The start of 2020 brings new resolutions, and for me, it brought a new career path in public relations. Before beginning my position at Breakaway PR, I performed a host of jobs within the marketing sphere. I was doing everything from content to email marketing, working on websites, and event planning in combination with some PR. Or at least, what I thought was PR.
What I learned immediately upon starting a job in public relations was that my previous understanding of the profession was limited. While I was conducting outreach to community leaders and sharing big announcements, I did little that uniquely constitutes “PR.” Better said, I was a marketer employing PR tactics.

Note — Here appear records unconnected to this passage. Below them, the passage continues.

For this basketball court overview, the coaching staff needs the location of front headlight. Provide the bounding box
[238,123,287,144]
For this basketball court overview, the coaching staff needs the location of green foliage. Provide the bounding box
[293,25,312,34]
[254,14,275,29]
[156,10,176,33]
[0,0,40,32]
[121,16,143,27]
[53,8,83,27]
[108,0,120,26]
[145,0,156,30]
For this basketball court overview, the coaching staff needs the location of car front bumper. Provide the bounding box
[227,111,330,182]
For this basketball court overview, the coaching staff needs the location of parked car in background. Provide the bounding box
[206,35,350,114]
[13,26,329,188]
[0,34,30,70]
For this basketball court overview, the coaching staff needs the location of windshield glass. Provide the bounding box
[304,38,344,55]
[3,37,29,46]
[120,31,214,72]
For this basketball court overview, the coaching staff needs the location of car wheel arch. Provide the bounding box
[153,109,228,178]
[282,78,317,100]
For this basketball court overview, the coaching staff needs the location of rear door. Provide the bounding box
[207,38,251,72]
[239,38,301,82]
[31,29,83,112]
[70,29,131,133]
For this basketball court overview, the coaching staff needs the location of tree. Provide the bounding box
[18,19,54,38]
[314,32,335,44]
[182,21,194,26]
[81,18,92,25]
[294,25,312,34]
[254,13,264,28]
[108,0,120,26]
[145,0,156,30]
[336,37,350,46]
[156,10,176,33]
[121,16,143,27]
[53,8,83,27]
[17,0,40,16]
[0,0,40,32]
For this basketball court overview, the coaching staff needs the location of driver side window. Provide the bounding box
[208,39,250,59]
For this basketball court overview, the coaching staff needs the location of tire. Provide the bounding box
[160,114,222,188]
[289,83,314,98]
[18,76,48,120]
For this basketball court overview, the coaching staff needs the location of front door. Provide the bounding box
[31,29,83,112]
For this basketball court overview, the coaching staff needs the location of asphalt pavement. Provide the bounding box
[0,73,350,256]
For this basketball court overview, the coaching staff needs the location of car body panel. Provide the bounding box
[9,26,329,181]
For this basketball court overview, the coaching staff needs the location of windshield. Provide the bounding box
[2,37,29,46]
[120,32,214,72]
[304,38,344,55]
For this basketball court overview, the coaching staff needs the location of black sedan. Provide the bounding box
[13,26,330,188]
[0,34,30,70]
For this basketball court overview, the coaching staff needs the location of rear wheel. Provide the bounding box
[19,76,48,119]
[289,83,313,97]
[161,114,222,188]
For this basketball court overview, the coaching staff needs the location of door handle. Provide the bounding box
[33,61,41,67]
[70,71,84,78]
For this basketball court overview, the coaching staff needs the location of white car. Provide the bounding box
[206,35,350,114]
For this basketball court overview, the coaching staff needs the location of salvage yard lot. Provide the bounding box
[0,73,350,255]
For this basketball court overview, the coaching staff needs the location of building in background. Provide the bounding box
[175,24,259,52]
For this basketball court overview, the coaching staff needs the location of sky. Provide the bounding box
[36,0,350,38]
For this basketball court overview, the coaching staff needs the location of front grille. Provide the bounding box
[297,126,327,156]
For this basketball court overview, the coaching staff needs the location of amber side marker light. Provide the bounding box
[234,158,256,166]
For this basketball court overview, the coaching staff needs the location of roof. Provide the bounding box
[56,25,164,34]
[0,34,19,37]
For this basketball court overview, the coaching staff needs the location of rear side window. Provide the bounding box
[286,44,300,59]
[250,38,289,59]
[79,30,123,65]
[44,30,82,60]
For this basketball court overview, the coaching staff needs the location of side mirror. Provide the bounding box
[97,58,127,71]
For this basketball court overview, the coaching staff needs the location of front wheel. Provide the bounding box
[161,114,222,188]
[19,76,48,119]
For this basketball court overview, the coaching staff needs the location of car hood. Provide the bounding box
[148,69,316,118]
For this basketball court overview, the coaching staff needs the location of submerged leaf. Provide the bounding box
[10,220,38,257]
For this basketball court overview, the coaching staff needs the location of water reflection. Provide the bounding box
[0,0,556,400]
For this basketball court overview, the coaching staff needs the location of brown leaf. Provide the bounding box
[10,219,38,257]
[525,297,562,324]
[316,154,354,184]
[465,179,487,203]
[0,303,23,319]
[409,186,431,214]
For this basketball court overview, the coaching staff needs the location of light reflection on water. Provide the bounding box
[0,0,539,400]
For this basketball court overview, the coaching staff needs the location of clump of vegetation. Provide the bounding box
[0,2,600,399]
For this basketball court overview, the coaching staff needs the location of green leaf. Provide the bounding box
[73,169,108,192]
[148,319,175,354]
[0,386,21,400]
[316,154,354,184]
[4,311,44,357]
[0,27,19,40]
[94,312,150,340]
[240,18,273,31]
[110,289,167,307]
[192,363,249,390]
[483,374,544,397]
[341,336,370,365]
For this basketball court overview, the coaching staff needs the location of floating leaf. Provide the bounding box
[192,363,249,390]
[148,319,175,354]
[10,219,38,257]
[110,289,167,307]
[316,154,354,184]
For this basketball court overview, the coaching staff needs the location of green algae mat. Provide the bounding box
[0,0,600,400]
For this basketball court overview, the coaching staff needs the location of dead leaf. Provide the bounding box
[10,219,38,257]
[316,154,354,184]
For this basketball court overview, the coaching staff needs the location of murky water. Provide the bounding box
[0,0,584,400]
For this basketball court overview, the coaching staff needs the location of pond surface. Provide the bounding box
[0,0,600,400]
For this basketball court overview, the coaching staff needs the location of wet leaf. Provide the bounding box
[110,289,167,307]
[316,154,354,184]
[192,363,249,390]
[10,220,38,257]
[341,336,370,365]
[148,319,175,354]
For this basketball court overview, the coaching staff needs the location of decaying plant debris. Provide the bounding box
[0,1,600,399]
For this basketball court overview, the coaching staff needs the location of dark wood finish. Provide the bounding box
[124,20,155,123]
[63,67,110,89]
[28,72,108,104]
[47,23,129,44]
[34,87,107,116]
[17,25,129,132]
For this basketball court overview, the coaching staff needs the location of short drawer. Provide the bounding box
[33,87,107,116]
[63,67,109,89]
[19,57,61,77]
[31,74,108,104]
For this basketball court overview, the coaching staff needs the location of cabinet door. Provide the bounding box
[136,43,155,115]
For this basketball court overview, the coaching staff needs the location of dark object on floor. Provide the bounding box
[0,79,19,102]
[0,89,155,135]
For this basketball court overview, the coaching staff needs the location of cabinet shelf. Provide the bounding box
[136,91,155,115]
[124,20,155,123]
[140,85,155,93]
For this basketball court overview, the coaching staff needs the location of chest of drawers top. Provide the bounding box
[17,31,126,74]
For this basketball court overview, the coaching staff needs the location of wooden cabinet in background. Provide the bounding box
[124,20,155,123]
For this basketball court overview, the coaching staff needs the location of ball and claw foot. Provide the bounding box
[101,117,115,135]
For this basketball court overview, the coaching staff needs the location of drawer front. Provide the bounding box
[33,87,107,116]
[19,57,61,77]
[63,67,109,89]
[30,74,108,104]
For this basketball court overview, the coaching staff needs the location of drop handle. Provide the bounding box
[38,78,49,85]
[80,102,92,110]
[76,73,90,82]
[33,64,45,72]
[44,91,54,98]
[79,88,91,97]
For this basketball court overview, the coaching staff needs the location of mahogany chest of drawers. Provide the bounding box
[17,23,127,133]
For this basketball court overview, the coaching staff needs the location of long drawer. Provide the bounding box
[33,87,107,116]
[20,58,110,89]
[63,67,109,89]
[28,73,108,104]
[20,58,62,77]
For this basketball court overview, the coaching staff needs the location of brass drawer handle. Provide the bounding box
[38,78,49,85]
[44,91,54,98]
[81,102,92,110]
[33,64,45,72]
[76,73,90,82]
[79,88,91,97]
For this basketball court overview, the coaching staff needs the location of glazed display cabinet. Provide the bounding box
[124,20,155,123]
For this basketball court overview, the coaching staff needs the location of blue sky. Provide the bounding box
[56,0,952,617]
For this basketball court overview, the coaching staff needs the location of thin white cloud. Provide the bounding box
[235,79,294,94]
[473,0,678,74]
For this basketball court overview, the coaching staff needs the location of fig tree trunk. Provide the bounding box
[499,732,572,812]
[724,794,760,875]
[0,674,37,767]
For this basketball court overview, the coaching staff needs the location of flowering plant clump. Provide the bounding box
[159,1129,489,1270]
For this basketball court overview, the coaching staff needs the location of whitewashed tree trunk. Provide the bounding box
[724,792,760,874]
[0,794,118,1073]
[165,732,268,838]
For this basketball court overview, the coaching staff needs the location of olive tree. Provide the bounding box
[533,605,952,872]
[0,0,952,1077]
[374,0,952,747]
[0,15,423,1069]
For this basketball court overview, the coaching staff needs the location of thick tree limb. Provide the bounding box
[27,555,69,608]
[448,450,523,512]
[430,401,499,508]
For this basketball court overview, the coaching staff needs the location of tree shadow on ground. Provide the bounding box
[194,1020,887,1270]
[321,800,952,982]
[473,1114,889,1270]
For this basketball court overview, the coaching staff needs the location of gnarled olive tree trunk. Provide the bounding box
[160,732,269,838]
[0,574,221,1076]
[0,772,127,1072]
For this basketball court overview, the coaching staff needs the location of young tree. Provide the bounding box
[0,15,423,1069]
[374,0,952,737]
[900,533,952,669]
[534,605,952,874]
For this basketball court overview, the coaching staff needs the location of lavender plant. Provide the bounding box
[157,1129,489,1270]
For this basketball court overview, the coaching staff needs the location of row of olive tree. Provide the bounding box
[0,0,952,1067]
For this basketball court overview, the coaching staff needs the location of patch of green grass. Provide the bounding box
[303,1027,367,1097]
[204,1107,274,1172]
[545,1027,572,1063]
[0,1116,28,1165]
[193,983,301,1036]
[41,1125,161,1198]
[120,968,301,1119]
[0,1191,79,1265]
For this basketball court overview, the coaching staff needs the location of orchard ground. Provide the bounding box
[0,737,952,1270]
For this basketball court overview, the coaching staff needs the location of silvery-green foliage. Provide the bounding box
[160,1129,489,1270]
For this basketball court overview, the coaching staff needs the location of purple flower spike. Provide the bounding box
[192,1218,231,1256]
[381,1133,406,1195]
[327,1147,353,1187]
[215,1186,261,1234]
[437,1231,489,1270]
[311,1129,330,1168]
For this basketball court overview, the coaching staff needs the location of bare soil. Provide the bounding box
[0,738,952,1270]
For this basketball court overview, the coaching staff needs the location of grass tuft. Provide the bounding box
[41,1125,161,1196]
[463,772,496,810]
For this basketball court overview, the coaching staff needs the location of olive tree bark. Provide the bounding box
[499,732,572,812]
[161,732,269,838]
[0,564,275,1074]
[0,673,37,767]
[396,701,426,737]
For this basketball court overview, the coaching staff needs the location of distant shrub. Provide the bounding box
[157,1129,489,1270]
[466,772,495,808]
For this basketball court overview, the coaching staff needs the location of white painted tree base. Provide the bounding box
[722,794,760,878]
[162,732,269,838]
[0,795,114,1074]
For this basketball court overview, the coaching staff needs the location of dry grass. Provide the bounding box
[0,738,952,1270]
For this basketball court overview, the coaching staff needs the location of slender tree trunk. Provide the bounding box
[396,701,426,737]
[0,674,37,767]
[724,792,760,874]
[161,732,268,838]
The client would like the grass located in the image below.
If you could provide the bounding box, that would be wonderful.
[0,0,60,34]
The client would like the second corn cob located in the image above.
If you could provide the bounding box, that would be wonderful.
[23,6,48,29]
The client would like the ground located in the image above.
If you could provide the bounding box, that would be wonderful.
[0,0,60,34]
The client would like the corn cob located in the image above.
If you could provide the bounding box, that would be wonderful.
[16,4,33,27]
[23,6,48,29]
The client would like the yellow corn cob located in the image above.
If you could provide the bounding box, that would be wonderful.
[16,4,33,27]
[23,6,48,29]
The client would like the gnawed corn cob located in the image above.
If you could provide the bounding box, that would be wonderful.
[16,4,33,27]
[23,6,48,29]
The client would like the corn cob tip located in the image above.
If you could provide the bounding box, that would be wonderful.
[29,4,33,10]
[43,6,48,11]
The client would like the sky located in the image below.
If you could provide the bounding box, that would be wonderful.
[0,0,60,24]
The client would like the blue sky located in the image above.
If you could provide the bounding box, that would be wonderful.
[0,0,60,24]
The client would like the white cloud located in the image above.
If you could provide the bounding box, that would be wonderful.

If you’re anything like I was, by now you’re thinking, “What is the difference between marketing and PR, really?” It is important to note that aspects of PR and marketing do frequently overlap. However, there is a distinguishable difference between the two – a gap I’ve had to bridge in a very short time.
Bridging the Gap
Starting in marketing, I learned early on that the driving factor is revenue. How and where can you best place information so that clients (or potential clients) will see and ultimately purchase your product or service? Is email the best avenue? Paid ads? Would targeted, account-based marketing advance your sales objectives quicker than generalized marketing?
Working in public relations, the main goal has less emphasis on monetization and more on driving awareness. How many times is the client featured in the media? Was it in print, online, on television, or maybe a combination of the three? Is the public aware of the client’s upcoming events? If not, how best can I share the information?
The Road to Expert Status
I received a bachelors of science in public relations at UT Austin. The key pillars of PR taught there – things like pitching and press releases – are still fundamental pieces of my job. On top of that foundation though, I’ve built new skills; navigating media relations and new business proposals, gaining client experience and learning new tools to handle client reporting.
For anyone looking to make the transition from marketing to PR, my best advice is to be prepared to feel confused and uncomfortable at first. As with any transition in life, perseverance is key. Stay on top of deadlines, lose the fear of phone calls, get a planner and enjoy the ride.
Needless to say, I’m not yet an expert, but the transition from marketer to PR expert-in-training is well underway.